Cell C profit ‘late in 2019’, says Blue Label
Blue Label joint CEO Brett Levy says Cell C is doing better than expected on all metrics, including debt
Blue Label Telecoms, whose shares lost a fifth of their value in two days, says Cell C needs another R2.8bn in funding before it can stand on its own feet, and expects the mobile operator to reach profitability in late 2019.
Shares in Blue Label, which paid R5.5bn for 45% of Cell C last year, fell 18.2% on Tuesday and Wednesday as the two companies posted results. The firm’s market capitalisation was R6.48bn at Wednesday’s close.
Of concern to investors was that in the six months to June, Cell C’s net debt grew to R7.3bn, from about R6bn in August 2017, as the operator started building its network again.
Blue Label joint CEO Brett Levy said Cell C was doing better than expected on all metrics, including debt. Its debt “is less than what we had budgeted”, Levy said. “The market is impatient or the market doesn’t understand it [Cell C].”
Blue Label originally expected Cell C would need another R4bn until the end of 2019, Levy said, though “what only needs to be raised in Cell C until it turns cash positive and needs no more money is R2.8bn”.
From the third or fourth quarter of 2019, ahead of Cell C’s planned listing, the operator was likely to be “cash positive and self-funded entirely”.
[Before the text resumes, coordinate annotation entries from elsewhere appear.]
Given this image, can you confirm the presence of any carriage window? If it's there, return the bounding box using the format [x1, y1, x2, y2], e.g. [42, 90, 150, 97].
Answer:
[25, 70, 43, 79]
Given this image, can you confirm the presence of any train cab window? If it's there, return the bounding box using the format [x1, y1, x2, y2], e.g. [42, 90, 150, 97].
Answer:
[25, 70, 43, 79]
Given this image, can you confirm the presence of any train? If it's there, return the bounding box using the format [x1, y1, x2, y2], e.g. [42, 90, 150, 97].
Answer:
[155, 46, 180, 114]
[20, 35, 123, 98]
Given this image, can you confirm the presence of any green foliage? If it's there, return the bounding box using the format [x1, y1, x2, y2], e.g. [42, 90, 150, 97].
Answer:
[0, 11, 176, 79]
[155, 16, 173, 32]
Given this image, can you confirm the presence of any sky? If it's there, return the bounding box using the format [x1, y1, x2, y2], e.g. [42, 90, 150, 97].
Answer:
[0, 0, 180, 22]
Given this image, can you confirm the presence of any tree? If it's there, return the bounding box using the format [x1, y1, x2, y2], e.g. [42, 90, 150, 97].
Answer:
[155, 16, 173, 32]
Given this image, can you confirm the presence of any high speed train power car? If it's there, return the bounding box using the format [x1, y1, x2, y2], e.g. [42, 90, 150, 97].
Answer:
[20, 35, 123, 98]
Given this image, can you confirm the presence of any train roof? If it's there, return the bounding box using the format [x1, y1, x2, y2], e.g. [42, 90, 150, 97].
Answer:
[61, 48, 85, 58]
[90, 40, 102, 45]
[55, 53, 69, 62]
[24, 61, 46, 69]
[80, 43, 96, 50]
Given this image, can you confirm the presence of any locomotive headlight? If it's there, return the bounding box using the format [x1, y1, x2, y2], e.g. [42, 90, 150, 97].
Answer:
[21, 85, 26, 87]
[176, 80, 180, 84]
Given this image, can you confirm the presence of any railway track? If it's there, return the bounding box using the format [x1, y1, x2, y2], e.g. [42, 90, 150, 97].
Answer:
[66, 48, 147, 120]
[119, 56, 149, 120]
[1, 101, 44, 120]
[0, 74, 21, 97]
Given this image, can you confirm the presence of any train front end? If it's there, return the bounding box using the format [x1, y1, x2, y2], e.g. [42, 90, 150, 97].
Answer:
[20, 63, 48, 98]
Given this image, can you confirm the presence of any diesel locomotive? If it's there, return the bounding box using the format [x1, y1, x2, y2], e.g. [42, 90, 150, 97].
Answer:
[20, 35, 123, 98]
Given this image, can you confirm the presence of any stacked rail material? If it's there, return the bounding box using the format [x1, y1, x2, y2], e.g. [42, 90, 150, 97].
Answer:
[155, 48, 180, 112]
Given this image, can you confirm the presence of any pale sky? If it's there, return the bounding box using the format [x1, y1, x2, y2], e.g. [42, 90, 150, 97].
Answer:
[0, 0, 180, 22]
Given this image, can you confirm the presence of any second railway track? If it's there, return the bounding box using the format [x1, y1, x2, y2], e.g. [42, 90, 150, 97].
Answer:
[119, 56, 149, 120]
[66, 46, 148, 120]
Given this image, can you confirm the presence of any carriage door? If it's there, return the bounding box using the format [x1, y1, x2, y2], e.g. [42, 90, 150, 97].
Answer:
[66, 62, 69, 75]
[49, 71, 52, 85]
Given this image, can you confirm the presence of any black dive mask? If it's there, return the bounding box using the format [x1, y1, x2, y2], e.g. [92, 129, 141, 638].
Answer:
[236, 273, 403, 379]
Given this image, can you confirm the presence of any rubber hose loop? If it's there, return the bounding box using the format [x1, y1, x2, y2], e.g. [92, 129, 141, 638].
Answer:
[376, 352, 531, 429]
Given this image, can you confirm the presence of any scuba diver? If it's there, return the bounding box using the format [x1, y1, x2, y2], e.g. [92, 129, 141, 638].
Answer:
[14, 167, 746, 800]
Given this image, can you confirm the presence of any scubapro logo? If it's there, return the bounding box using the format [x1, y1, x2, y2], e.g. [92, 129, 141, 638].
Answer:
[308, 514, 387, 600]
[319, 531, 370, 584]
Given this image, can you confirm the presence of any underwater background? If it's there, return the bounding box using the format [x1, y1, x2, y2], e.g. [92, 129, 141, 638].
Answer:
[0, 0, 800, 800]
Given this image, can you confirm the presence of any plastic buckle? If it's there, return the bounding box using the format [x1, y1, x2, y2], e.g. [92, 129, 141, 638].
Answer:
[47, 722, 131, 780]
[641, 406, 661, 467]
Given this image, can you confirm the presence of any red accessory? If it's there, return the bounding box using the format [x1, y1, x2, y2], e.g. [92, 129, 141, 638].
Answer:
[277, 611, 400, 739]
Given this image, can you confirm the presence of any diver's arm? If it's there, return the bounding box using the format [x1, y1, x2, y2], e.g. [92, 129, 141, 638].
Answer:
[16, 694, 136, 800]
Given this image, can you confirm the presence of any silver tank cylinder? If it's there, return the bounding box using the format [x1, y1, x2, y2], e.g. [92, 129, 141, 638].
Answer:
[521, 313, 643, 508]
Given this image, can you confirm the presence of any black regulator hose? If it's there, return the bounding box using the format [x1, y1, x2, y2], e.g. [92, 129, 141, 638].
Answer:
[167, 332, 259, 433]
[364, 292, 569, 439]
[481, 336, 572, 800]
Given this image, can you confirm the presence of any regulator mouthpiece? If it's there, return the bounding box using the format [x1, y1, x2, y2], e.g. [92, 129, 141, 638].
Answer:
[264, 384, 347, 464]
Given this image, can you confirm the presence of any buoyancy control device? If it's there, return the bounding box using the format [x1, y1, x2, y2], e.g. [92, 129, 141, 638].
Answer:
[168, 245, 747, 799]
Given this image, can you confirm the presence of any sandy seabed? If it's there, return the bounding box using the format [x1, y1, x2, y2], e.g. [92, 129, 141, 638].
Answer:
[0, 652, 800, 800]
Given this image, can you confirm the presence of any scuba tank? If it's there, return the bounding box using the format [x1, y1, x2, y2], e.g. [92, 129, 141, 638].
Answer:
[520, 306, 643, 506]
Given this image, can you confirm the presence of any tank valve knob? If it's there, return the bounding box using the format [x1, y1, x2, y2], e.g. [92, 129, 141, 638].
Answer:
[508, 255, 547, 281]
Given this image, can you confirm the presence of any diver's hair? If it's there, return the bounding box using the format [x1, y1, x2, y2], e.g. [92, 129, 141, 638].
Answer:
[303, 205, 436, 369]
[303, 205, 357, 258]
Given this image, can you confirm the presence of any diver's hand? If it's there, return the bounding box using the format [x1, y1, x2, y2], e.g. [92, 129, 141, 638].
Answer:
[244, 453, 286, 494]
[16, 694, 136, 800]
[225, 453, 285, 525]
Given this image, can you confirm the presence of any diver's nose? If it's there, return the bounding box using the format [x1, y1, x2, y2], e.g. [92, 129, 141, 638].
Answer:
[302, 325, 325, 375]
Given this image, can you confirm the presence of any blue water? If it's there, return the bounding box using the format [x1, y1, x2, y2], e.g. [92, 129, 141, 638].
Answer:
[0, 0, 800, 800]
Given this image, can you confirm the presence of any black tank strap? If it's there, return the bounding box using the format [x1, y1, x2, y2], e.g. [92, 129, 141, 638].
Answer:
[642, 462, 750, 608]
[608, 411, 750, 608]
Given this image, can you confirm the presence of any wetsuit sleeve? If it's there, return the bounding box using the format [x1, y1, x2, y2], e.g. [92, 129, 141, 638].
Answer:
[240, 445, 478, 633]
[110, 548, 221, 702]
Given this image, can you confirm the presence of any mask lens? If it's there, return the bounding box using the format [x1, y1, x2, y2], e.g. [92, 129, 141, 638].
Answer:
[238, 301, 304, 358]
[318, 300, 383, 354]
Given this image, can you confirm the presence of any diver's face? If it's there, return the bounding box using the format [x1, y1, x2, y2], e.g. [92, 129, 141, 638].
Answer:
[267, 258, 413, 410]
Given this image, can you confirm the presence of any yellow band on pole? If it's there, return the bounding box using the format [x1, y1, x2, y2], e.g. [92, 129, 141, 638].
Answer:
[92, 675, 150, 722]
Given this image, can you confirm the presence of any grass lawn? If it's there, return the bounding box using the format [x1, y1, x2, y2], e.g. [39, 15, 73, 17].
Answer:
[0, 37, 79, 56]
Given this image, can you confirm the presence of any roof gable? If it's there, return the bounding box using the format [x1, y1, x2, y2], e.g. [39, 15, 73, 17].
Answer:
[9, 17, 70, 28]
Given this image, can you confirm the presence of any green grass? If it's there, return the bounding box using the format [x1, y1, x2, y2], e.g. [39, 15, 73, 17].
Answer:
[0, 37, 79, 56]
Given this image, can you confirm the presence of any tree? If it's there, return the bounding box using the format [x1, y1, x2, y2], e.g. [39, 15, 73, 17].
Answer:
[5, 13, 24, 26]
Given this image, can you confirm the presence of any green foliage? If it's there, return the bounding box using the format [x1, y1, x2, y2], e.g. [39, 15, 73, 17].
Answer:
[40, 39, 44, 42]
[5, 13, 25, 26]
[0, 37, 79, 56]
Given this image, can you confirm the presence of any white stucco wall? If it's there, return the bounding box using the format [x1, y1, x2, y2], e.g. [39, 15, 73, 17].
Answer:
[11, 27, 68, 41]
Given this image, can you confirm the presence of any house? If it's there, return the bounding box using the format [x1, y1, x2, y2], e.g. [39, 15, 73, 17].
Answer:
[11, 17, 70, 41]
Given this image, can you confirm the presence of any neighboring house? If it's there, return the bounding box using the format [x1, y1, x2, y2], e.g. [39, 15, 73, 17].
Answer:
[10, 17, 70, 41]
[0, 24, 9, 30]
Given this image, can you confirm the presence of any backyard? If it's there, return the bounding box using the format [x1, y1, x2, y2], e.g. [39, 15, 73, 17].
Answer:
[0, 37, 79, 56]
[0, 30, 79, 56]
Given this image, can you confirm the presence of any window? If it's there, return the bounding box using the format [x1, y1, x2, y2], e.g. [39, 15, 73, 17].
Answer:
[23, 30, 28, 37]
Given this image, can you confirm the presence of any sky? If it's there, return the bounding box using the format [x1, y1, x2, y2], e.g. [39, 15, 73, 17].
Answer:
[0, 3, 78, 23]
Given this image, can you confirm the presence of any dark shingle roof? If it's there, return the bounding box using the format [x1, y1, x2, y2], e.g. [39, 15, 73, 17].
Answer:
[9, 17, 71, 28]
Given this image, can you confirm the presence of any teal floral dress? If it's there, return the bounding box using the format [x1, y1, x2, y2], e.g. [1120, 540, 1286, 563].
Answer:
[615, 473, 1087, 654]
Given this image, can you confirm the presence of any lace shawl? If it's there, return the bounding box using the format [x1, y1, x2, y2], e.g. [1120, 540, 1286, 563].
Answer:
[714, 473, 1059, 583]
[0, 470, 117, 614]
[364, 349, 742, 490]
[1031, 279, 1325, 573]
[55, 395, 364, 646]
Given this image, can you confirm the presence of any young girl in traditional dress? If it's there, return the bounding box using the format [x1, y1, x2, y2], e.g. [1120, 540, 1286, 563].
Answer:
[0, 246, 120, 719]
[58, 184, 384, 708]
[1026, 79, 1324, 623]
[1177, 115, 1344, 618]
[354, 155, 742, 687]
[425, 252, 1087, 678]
About R1.4bn had already been raised — that money substituted a Blue Label loan — while another R1.4bn worth of vendor financing was needed to fund capital expenditure.
Cell C would end 2019 with R8.6bn to R9bn in net debt, Levy said. While the operator was unlikely to need it, Blue Label would consider extending another R300m to the operator, if required.
Cell C’s total revenues grew 5% in the six months to June, while its net loss after tax narrowed by a third, to R645m. Levy said that R360m of that loss was a foreign exchange loss, “which won’t happen in the future because we hedge everything”. Blue Label, which also distributes airtime and electricity, said its earnings before interest, taxes, depreciation and amortisation rose 4% to R1.3bn in the year ended May.
As much as R252m worth of Blue Label stock traded hands on Wednesday, versus average daily trade of just R4m.
“In the closing auction, someone placed a bid for 10-million shares at 685c, and there was a matching offer of about R5m .… You get a sense that 685c is a line the bulls on the stock are trying to defend,” said Cratos Capital trader Greg Davies.